In the past, Pace has taken the “do what’s necessary” directive to burn future draft picks to get Leonard Floyd, Trubisky, Anthony Miller and David Montgomery. He’s done what’s necessary to trade for Foles (and, to be fair, Khalil Mack) and sign Robert Quinn, Danny Trevathan, Eddie Jackson and others to contracts that tie those underperforming players to Chicago for a few more years.

This is all pointing toward another all-in offseason for Pace. He’ll have been pushed there by McCaskey and Phillips’ directive to show improvement or get out.

“When we show improvements, contacts will take care of themselves,” Phillips said.

And that’s a directive that’s going to lead the Bears into a bleak, barren wasteland of football for a good chunk of this decade.

Get ready to live through the John Fox era 2.0.

Not in the sense that Fox will be the Bears’ coach again. But in the sense that the Bears, in deciding the most significant organizational change they needed to make after a disappointing 2020 season was allowing the defensive coordinator to retire, will slide further into mediocrity and irrelevancy. The moves Pace will be charged with making this offseason have the potential to set this franchise back for years.

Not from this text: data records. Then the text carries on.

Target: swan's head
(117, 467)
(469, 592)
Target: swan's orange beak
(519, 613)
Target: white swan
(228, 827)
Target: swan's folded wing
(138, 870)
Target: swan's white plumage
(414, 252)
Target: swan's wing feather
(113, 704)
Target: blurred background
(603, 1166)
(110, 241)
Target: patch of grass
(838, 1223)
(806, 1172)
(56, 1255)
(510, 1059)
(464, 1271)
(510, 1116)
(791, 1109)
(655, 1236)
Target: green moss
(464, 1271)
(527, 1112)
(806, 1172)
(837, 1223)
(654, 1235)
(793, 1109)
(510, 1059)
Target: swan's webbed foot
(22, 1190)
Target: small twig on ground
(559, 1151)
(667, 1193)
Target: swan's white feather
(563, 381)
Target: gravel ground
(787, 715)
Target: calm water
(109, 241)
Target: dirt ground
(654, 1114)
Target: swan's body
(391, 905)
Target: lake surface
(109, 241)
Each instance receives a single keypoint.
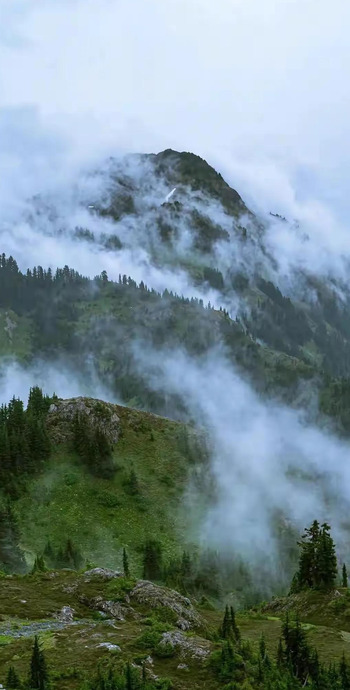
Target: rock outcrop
(98, 414)
(157, 597)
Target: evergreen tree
(13, 681)
(11, 557)
(234, 627)
(344, 674)
(317, 561)
(126, 564)
(152, 560)
(38, 671)
(297, 652)
(132, 483)
(39, 565)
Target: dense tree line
(24, 443)
(294, 664)
(318, 561)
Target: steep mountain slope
(141, 498)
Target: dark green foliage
(131, 483)
(229, 629)
(24, 443)
(68, 556)
(39, 565)
(38, 671)
(214, 277)
(126, 563)
(152, 560)
(93, 447)
(297, 652)
(317, 562)
(11, 556)
(128, 678)
(13, 681)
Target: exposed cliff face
(98, 414)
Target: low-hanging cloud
(267, 460)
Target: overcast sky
(261, 89)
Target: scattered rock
(66, 615)
(111, 608)
(103, 573)
(194, 647)
(155, 596)
(70, 589)
(110, 647)
(99, 415)
(183, 624)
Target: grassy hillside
(105, 515)
(86, 620)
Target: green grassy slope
(100, 514)
(29, 605)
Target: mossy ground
(100, 515)
(73, 652)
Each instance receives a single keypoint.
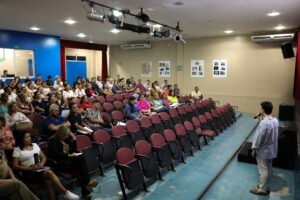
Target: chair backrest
(164, 116)
(173, 112)
(118, 131)
(169, 135)
(142, 147)
(155, 119)
(119, 97)
(181, 110)
(179, 128)
(126, 95)
(118, 104)
(188, 126)
(132, 126)
(106, 115)
(108, 106)
(196, 122)
(101, 136)
(125, 156)
(202, 119)
(117, 115)
(208, 115)
(157, 140)
(101, 99)
(110, 97)
(145, 122)
(83, 142)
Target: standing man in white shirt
(265, 147)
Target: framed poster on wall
(197, 68)
(219, 68)
(164, 68)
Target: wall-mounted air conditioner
(135, 46)
(273, 38)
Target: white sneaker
(71, 196)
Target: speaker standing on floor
(287, 50)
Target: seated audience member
(196, 94)
(24, 106)
(49, 81)
(58, 84)
(116, 89)
(99, 82)
(7, 140)
(137, 93)
(129, 88)
(107, 89)
(38, 103)
(147, 87)
(165, 90)
(62, 148)
(17, 89)
(143, 105)
(153, 89)
(95, 86)
(84, 104)
(166, 102)
(10, 187)
(94, 119)
(89, 91)
(12, 97)
(79, 92)
(164, 84)
(3, 104)
(25, 160)
(172, 97)
(77, 123)
(68, 92)
(13, 116)
(140, 85)
(132, 111)
(46, 89)
(54, 120)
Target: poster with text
(197, 68)
(146, 70)
(220, 68)
(164, 68)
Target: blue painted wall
(46, 50)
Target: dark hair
(267, 107)
(19, 137)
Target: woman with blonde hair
(62, 148)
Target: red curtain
(297, 72)
(82, 45)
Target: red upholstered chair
(162, 150)
(104, 147)
(147, 158)
(129, 171)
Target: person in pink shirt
(143, 105)
(7, 140)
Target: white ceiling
(198, 18)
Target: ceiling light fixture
(273, 14)
(70, 21)
(114, 30)
(82, 35)
(228, 31)
(280, 27)
(34, 28)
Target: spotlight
(95, 17)
(178, 38)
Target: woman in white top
(28, 158)
(68, 93)
(13, 116)
(80, 92)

This is not the universe in which the Chicago Bears, a franchise with too many legends, too many championships and too much pride, should be.

“There’s no reason why we can’t or shouldn’t be in the run all the time,” Butkus said. “I know you lose draft choices or whatever when you finish first all the time but how can you explain New England being up there all these years? That’s not right. The Bears should be the ones.”

Except they’re not. They haven’t been.

And in deciding on a path of continuity now, they’re setting themselves up to settle in for more mediocrity later.